IP Group recorded a $24m loss in a period when the firm also restructured its business following the acquisition of Touchstone Innovations.
UK-based commercialisation firm IP Group slumped to a £21.6m ($24m) loss for the first half of 2018, from a £18.4m ($24m at the time) profit in the same period last year.
The result came as IP Group continued the process of integrating fellow commercialisation firm Touchstone Innovations after acquiring the unit for approximately $641m in November 2017.
IP Group has reorganised structurally into two sector-focused divisions, one covering life sciences and the other technology, with both operating from a single London head office.
The fair net value of IP Group’s life sciences portfolio grew by 2.3% period-on-period to reach $951m, while the technology unit is now worth $454m from $451m at the end of last year.

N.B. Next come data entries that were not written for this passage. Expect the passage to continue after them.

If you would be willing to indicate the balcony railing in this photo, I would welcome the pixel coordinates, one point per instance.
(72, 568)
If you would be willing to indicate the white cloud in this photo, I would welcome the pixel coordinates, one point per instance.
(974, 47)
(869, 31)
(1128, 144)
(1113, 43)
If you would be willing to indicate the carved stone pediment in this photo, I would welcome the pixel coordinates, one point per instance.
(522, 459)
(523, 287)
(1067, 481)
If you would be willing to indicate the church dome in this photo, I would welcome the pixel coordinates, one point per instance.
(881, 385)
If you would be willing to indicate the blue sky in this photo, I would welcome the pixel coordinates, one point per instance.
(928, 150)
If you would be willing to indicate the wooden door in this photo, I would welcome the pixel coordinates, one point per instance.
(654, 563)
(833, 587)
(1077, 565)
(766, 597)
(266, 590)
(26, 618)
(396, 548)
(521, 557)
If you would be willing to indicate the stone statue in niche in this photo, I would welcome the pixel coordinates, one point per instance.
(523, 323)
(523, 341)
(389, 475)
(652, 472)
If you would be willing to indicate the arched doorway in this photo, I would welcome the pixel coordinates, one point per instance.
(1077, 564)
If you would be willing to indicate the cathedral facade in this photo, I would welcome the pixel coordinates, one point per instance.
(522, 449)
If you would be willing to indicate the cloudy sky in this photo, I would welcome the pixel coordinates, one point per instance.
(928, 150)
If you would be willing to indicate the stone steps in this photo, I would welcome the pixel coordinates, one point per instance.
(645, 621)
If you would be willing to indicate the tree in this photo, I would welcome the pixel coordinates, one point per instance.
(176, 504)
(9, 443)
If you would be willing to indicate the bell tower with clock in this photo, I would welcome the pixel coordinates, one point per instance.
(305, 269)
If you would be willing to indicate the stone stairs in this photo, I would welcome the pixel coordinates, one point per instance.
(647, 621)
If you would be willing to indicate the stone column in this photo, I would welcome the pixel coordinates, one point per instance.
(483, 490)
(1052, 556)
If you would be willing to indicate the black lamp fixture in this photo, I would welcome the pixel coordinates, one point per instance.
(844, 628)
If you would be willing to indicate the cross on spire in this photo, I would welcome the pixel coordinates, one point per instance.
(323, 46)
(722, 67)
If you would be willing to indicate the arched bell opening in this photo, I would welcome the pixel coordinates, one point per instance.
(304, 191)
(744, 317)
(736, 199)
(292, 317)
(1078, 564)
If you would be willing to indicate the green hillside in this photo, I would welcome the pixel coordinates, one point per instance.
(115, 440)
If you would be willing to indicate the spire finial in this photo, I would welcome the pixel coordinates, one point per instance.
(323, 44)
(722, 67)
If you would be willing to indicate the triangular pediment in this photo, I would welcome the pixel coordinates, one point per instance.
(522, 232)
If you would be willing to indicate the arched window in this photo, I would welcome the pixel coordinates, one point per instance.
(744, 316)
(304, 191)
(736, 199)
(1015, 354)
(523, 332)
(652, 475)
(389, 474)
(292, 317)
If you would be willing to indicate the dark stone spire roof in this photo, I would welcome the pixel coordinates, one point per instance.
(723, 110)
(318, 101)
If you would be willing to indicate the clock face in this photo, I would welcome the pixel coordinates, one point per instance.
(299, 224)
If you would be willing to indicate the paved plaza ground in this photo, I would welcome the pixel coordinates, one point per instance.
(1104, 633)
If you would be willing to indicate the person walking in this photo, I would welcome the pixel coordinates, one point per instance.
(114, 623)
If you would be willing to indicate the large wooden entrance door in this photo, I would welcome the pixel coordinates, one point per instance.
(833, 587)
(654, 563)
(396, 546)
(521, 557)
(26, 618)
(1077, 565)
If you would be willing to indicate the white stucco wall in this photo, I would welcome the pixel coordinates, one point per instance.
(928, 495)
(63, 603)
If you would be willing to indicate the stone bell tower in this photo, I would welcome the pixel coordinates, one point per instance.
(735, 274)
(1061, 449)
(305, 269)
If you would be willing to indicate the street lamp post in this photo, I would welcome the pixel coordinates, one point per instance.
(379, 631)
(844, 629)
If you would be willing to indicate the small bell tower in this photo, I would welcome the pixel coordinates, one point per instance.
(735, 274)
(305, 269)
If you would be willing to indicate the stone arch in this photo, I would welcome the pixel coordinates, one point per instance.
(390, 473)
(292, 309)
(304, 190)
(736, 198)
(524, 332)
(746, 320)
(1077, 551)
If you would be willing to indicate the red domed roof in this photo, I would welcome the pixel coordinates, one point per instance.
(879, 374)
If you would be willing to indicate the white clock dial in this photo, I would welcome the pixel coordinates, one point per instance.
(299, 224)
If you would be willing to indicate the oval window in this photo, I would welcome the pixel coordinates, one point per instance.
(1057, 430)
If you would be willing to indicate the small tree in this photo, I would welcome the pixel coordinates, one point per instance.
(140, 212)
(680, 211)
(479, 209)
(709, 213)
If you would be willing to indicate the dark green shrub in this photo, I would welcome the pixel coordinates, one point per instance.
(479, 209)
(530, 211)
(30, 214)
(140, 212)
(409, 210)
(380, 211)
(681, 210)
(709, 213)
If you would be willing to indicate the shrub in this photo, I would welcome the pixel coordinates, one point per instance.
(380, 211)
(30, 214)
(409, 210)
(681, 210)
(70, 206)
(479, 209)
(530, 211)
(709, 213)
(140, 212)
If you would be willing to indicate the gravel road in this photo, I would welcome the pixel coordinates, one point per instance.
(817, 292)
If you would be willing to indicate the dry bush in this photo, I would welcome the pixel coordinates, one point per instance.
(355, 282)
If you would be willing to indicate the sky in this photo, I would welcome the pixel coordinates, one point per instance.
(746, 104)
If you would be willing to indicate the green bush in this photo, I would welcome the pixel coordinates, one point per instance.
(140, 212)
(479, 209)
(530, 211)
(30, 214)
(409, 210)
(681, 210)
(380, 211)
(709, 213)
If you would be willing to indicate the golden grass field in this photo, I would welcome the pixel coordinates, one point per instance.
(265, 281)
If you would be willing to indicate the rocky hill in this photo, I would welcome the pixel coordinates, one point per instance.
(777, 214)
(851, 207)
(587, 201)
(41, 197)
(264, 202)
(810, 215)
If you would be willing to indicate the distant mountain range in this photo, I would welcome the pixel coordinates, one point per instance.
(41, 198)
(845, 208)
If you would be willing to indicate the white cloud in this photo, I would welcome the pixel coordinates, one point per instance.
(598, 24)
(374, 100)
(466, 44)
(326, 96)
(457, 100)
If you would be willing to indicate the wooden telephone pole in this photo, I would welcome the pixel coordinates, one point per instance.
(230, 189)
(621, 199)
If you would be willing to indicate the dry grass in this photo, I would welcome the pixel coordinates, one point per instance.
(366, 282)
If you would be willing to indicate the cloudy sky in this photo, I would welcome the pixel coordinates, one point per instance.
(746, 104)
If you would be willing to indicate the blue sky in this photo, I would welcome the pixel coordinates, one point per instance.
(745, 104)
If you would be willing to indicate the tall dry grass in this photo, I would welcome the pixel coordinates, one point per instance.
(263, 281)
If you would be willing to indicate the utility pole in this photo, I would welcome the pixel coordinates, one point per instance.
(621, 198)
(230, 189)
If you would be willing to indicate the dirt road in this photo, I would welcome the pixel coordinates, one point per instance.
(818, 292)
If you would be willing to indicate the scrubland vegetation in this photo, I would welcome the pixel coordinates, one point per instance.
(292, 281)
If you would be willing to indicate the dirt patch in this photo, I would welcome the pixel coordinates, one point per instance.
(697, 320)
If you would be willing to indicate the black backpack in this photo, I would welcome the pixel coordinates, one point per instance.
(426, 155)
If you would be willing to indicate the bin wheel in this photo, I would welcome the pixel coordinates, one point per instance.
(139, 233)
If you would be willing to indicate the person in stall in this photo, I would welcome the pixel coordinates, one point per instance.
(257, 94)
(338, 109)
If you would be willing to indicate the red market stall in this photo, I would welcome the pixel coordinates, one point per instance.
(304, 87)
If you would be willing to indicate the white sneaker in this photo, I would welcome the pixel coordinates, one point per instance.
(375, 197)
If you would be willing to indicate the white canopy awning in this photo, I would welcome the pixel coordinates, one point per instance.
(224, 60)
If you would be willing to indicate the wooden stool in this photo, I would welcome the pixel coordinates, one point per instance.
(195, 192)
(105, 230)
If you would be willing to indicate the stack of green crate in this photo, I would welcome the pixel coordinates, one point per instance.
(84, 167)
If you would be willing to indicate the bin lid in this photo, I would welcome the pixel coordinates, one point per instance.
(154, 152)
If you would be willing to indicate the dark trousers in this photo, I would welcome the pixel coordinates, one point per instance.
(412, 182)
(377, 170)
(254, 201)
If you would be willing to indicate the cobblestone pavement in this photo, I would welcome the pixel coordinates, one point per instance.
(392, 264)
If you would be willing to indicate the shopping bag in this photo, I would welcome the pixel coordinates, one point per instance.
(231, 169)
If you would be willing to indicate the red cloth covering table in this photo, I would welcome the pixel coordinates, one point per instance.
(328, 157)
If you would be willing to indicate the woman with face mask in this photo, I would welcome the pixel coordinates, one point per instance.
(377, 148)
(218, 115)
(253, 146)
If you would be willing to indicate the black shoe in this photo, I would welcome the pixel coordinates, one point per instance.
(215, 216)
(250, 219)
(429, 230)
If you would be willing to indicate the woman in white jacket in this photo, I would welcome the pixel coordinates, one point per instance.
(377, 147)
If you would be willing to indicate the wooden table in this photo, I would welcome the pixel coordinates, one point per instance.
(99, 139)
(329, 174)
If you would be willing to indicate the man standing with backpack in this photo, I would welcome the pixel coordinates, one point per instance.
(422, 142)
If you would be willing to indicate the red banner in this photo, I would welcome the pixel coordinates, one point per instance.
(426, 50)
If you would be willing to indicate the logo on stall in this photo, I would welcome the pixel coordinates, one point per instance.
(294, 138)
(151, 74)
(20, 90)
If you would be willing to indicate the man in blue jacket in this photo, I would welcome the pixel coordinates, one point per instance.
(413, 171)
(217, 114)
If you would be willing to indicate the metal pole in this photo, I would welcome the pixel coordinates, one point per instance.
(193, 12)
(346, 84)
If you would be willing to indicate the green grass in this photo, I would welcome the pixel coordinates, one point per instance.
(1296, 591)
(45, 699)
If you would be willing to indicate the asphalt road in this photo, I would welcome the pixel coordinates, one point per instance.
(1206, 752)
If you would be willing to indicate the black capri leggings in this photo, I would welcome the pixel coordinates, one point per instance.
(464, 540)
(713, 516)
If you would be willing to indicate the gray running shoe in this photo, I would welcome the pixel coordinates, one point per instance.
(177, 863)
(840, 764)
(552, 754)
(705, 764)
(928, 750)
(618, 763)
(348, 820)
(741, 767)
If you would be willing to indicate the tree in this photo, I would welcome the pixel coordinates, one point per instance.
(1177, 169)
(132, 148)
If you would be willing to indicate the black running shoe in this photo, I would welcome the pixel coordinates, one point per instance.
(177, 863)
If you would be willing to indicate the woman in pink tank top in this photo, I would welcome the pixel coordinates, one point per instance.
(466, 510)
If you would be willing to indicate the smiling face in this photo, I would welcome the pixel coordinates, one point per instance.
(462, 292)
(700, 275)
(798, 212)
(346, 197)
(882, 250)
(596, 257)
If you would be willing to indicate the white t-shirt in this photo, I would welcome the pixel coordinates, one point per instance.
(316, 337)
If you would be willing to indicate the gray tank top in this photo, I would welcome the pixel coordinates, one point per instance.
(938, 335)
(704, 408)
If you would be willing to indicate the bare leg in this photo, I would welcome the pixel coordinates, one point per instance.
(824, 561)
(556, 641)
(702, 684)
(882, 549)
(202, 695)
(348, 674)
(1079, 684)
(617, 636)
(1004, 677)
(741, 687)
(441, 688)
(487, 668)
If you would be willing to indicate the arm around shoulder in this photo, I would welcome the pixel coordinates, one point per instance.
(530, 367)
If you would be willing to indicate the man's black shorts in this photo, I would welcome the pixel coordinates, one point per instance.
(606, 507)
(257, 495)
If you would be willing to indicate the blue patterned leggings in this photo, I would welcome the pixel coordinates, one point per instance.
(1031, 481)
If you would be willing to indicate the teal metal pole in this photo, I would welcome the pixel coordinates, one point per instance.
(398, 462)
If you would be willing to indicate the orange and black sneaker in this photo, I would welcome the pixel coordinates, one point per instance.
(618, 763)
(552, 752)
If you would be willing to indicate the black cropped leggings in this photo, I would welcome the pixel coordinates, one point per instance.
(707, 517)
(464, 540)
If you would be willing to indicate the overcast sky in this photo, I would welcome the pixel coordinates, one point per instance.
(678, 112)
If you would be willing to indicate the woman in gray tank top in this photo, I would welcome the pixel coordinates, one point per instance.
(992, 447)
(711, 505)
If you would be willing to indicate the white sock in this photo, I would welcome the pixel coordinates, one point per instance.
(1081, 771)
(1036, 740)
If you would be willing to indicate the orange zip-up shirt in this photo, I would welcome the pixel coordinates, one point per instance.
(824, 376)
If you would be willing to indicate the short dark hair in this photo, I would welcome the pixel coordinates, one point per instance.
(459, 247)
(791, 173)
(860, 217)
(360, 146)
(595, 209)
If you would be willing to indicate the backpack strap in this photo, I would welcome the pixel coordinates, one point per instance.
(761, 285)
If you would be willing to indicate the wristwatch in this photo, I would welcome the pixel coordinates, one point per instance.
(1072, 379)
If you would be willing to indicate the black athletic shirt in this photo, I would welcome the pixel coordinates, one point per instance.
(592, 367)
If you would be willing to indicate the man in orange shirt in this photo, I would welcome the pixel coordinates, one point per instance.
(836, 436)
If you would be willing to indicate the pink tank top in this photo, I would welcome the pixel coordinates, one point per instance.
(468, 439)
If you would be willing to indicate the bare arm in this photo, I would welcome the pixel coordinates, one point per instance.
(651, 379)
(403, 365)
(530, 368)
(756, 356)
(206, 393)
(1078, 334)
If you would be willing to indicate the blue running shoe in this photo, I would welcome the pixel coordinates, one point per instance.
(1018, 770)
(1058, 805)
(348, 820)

As a whole, IP Group’s portfolio holdings are worth $1.4bn, almost unchanged from 2017.
Value additions came from IP Group’s publicly-listed portfolio businesses – such as energy cell producer Ceres Power and regenerative medicine technology developer Tissue Regenix – and funding rounds for private companies such as Genomics, a precision medicine spinout from University of Oxford.
IP Group supplied portfolio companies with a total of $61.6m in funding between January and June 2018, up from $26.4m during the same period last year.
The firm now holds stakes in 155 companies plus three “strategic stakes” in multi-sector businesses, 38 de minimis holdings and 40 equity positions that did not require a financial injection.
IP Group continued its international expansion in the US by adding an agreement with Yale University to its repertoire of eight other commercialisation partnerships with US universities and research laboratories.
IP Group also operates an Australia-based subsidiary anticipated to make its first investments before the end of 2018, and a Greater China/Singapore division that has provided strategic opportunities for portfolio companies including Oxford sequencing spinout Oxford Nanopore.
Alan Aubrey, CEO of IP Group, said: “The underlying performance of the group’s portfolio has been robust in the first half with a number of our companies completing both major fundraisings and collaborations.
“Our portfolio is well diversified, both by sector and stage of development, with multiple opportunities to crystallise value and there are a number of inflection points for several of our companies over the next six-to-twelve months.”